This integration exports individual parquet files for Deliveries, Metrics, Subjects, Outputs, Content, People, and Attributes to your storage bucket. Each parquet file contains data that changed since the last export.

Once the parquet files are in your storage bucket, you can import them into data platforms like Fivetran or data warehouses like Redshift, BigQuery, and Snowflake.

Note that this integration only publishes parquet files to your storage bucket. You must set your data warehouse to ingest this data. There are many approaches to ingesting data, but it typically requires a COPY command to load the parquet files from your bucket. After you load parquet files, you should set them to expire to delete them automatically.

We attempt to export parquet files every 15 minutes, though actual sync intervals and processing times may vary. When syncing large data sets, or Customer.io experiences a high volume of concurrent sync operations, it can take up to several hours to process and export data. This feature is not intended to sync data in real time.

sequenceDiagram participant a as Customer.io participant b as Storage Bucket participant c as Your Data Warehouse loop up to every 15 minutes a->>b: export parquet files b->>c: ingest c->>b: expire/delete files
before next sync end

 Your initial sync includes historical data

During the first sync, you’ll receive a history of your Deliveries, Metrics, Subjects, and Outputs data. However, People who have been deleted or suppressed before the first sync are not included in the People file export and the historical data in the other export files is anonymized for the deleted and suppressed People.

The initial export vs incremental exports

Your initial sync is a set of files containing historical data to represent your workspace’s current state. Subsequent sync files contain changesets.

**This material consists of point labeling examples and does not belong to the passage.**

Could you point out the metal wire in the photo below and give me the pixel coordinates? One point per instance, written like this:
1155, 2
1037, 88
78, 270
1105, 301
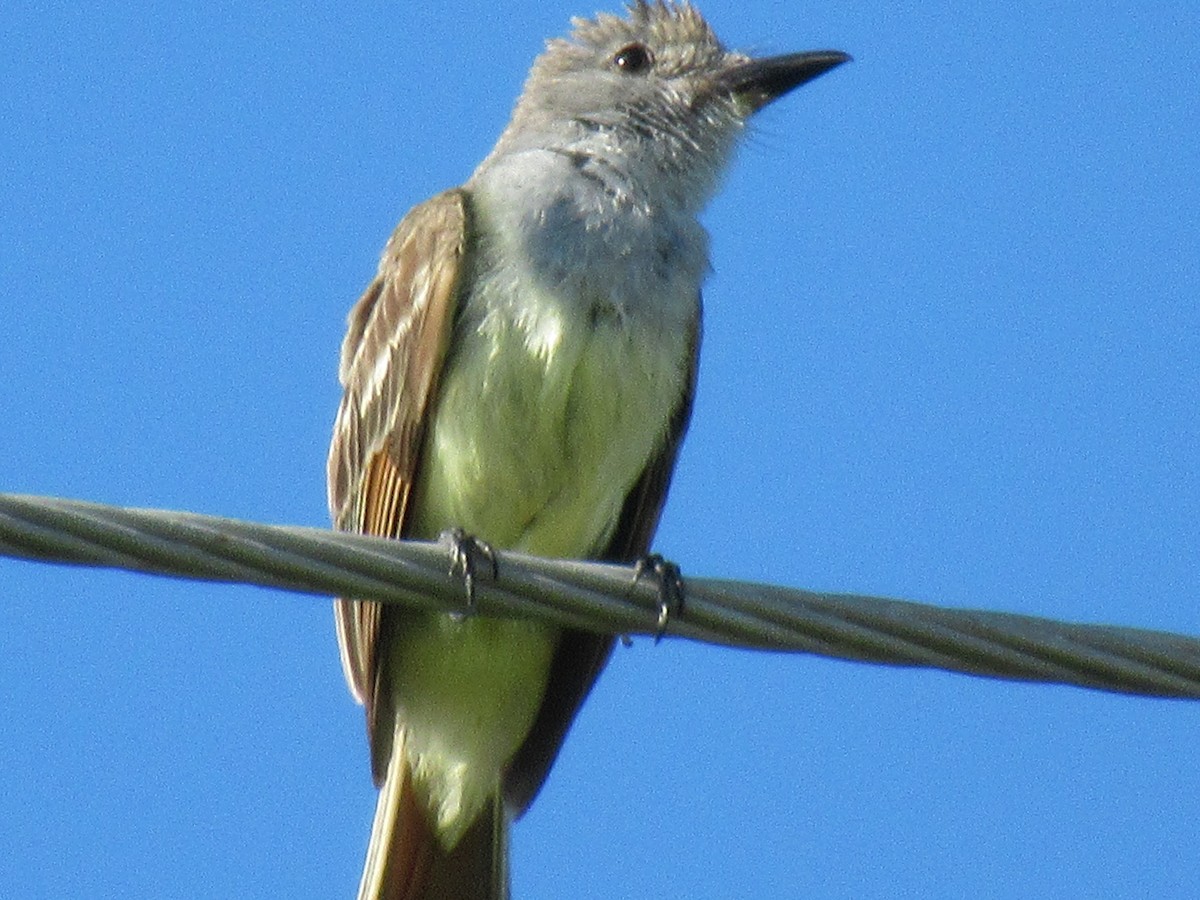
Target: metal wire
603, 598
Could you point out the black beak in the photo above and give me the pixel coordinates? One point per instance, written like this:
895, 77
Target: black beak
761, 81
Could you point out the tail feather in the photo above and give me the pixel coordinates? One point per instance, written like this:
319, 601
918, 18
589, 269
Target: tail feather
406, 862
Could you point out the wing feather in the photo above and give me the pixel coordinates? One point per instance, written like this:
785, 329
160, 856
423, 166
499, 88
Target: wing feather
394, 349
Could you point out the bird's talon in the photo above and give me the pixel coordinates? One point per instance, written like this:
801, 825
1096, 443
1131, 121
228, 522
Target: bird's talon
465, 555
671, 591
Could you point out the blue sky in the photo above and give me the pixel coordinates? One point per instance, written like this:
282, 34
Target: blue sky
951, 355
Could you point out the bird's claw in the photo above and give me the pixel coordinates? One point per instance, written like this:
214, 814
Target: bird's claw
671, 589
466, 551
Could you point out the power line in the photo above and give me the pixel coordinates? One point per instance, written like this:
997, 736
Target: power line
604, 598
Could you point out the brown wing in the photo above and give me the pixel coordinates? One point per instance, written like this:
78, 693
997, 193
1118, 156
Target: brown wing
581, 655
391, 357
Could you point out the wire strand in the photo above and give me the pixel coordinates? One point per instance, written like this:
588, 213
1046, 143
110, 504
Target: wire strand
603, 598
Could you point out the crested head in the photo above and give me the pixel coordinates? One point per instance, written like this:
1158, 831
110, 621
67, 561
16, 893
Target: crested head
653, 96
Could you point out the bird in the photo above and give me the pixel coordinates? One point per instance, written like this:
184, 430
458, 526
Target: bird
521, 370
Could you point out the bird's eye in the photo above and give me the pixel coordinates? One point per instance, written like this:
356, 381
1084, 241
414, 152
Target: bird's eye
634, 59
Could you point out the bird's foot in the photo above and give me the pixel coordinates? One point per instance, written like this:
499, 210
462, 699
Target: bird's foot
671, 591
466, 552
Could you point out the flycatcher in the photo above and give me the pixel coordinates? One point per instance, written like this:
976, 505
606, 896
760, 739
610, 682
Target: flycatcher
522, 367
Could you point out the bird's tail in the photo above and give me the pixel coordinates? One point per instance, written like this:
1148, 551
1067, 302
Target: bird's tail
405, 859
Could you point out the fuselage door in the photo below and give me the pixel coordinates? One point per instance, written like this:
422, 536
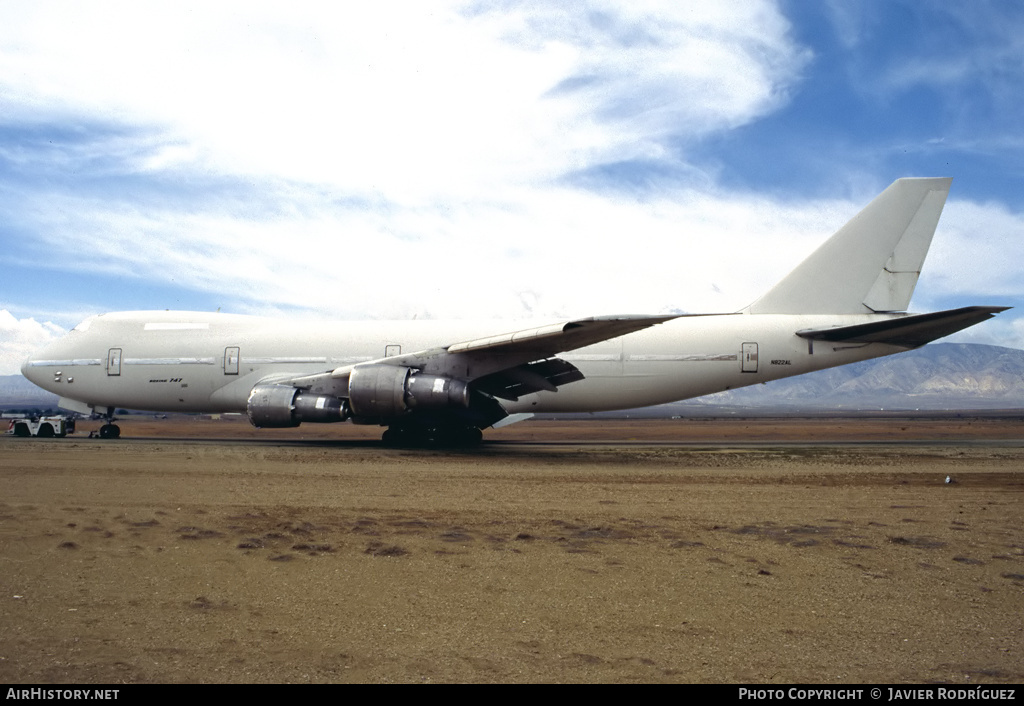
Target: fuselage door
231, 360
114, 362
750, 358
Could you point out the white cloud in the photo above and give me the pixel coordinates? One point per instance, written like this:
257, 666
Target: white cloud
22, 337
411, 99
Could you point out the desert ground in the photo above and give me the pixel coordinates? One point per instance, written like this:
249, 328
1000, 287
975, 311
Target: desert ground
743, 550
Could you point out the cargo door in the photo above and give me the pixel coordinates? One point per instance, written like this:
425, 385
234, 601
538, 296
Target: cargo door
750, 358
114, 362
231, 360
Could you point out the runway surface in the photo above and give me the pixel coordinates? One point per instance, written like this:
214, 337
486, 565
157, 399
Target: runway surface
752, 551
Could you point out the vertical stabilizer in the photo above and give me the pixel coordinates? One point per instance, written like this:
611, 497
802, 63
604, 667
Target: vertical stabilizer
870, 264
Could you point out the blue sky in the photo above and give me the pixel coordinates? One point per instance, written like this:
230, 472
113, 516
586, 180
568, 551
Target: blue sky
489, 160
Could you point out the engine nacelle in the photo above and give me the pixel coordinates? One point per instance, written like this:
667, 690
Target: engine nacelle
281, 406
385, 391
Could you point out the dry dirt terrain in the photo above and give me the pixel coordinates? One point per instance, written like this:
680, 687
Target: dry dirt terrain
677, 551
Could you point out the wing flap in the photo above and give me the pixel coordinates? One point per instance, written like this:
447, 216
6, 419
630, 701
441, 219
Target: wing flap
513, 383
911, 331
565, 336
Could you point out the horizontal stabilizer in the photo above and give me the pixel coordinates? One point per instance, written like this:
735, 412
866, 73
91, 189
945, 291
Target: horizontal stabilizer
911, 331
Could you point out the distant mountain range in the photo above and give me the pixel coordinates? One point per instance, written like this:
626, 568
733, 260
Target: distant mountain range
940, 376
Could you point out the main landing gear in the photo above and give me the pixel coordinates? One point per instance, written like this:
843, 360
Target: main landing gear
110, 429
432, 437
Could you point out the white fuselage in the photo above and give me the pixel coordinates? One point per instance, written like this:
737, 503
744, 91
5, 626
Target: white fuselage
196, 362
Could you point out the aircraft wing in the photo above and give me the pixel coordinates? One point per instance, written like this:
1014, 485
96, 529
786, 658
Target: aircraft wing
507, 365
911, 331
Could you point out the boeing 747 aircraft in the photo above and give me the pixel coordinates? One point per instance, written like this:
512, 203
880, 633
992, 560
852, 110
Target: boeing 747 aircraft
442, 382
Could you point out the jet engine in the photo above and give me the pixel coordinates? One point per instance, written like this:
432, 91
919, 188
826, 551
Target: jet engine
280, 406
384, 391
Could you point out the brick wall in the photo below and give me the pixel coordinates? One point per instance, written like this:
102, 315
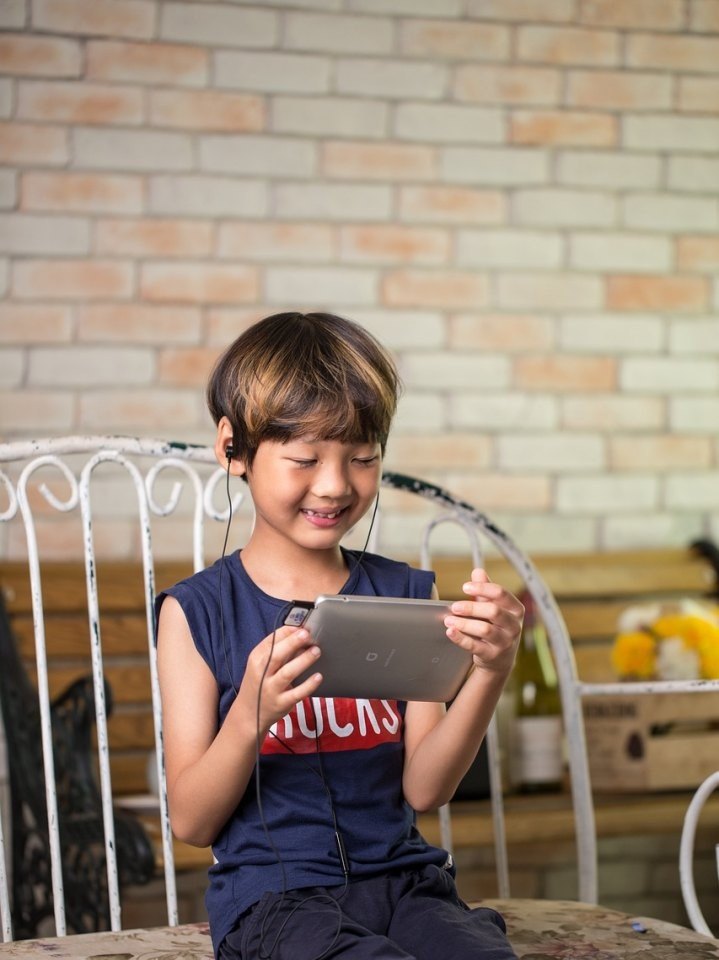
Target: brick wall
518, 196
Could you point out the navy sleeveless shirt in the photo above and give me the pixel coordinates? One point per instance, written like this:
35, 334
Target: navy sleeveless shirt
360, 741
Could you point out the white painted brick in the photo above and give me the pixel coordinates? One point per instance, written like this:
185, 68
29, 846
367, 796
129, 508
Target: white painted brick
553, 452
143, 409
333, 202
452, 371
621, 252
339, 34
662, 211
607, 494
404, 329
317, 286
523, 10
500, 412
131, 150
330, 116
668, 375
208, 196
548, 533
696, 174
517, 167
589, 168
437, 123
270, 72
12, 367
21, 412
412, 8
611, 412
258, 156
8, 189
694, 414
555, 291
419, 413
29, 234
660, 530
699, 335
7, 97
692, 491
611, 333
220, 24
90, 366
12, 14
670, 132
571, 208
326, 5
391, 79
525, 249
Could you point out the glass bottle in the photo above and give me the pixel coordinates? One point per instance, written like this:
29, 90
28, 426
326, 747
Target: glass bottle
536, 753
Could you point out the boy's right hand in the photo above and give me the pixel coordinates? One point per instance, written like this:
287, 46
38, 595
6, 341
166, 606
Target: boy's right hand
271, 670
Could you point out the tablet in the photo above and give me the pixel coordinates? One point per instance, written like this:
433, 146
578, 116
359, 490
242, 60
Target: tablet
383, 647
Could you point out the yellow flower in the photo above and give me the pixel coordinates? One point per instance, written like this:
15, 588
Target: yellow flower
635, 655
665, 641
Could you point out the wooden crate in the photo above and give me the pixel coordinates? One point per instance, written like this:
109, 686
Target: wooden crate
652, 741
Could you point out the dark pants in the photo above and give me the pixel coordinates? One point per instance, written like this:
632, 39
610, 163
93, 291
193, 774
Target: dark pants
415, 914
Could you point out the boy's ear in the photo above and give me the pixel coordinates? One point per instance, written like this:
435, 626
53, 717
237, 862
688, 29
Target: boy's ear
226, 452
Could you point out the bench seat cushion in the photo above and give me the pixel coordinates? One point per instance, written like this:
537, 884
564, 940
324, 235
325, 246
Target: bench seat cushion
538, 929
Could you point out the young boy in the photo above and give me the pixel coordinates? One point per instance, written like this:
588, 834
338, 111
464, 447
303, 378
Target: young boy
309, 803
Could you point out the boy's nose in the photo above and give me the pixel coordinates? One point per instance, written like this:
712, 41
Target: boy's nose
331, 481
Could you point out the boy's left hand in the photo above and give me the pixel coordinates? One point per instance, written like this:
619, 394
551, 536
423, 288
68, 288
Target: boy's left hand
488, 625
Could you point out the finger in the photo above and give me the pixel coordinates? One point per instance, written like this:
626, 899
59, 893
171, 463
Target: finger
298, 664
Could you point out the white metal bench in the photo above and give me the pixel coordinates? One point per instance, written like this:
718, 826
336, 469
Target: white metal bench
182, 484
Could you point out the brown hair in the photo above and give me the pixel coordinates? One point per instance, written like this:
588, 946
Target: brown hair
295, 374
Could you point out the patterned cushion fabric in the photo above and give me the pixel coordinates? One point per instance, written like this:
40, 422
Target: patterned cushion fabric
538, 930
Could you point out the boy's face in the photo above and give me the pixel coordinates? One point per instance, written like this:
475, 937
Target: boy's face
312, 492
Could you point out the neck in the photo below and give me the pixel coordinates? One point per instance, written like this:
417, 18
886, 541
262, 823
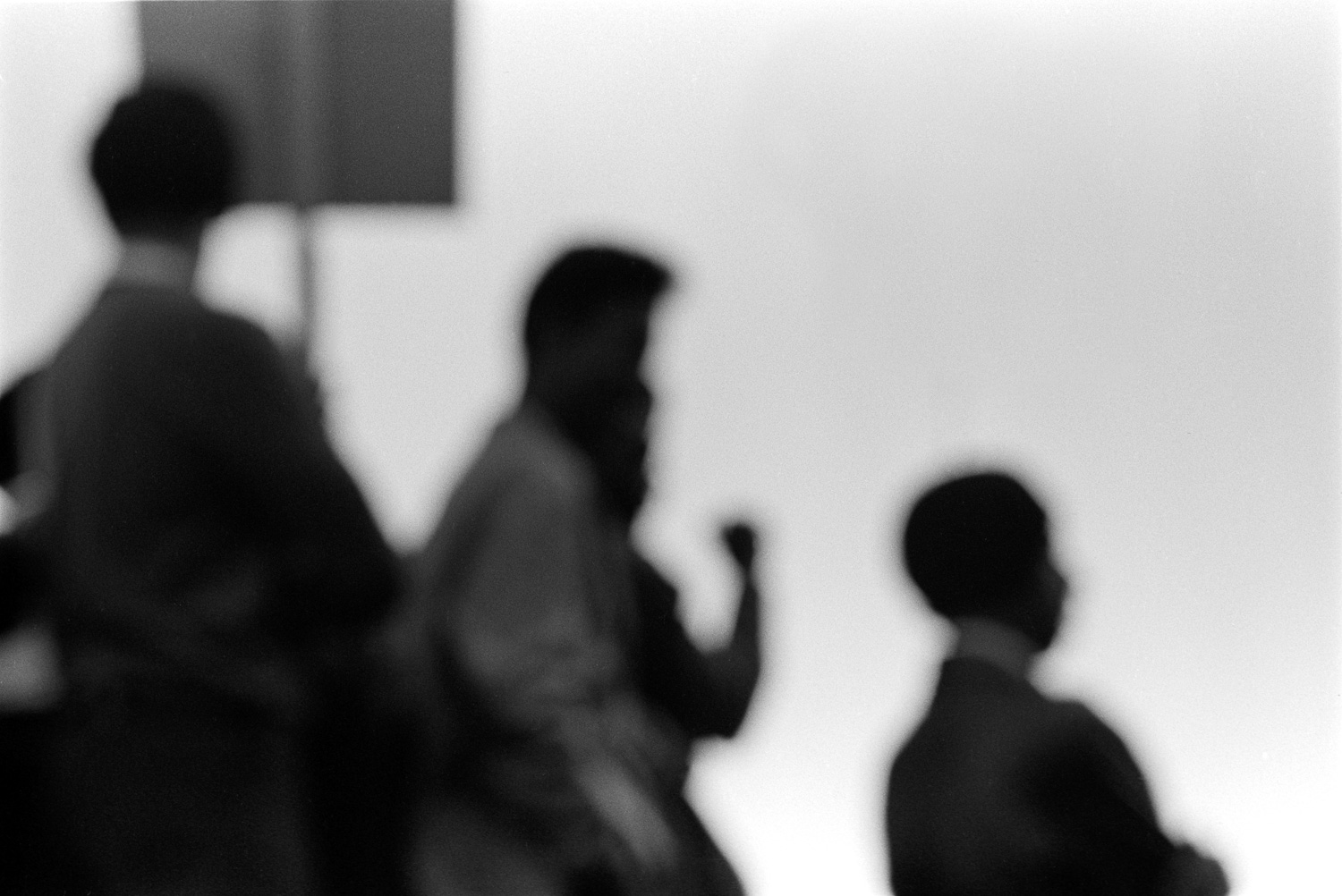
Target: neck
985, 638
149, 260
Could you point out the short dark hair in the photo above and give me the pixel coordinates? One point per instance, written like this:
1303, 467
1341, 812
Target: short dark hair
582, 283
973, 541
164, 157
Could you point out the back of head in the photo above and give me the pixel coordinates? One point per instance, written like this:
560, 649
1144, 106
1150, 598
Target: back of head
972, 544
582, 284
163, 160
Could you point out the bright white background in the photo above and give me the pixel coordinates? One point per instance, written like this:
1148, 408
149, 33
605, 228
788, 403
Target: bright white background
1098, 241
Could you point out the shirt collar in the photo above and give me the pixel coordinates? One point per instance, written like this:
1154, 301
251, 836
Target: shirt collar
158, 263
995, 643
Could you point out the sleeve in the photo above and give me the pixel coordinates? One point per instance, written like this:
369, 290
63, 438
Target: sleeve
525, 625
259, 431
674, 672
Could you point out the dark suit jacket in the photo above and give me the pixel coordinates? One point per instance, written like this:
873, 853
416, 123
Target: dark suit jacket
201, 528
1004, 791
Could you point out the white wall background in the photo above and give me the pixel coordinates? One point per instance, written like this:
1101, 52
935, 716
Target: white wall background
1095, 241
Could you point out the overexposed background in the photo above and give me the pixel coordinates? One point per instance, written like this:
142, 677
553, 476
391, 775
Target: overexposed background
1098, 241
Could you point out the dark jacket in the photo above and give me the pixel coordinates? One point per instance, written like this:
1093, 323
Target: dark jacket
1004, 791
201, 528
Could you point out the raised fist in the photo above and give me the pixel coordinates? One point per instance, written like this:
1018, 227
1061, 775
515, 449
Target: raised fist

  • Metrics: The initial metrics sync is broken up into files with two sequence numbers, as follows. <name>_v4_<workspace_id>_<sequence1>_<sequence2>.
  • Attributes: The initial Attributes sync includes a list of profiles and their current attributes. Subsequent files will only contain attribute changes, with one change per row.

When you set up your sync, you can choose the parquet files that you want to export to your storage bucket. If you temporarily disable a file, and then turn it back on, the next parquet file will contain the changeset between when you disabled the file and when you enabled it.

flowchart LR a{is it the initial sync?}-->|yes|b[send all history] a-->|no|c{was the file
already enabled?} c-->|yes|d[send changes since last sync] c-->|no|e{was the file
ever enabled?} e-->|yes|f[send changeset since
file was disabled] e-->|no|g[send all history]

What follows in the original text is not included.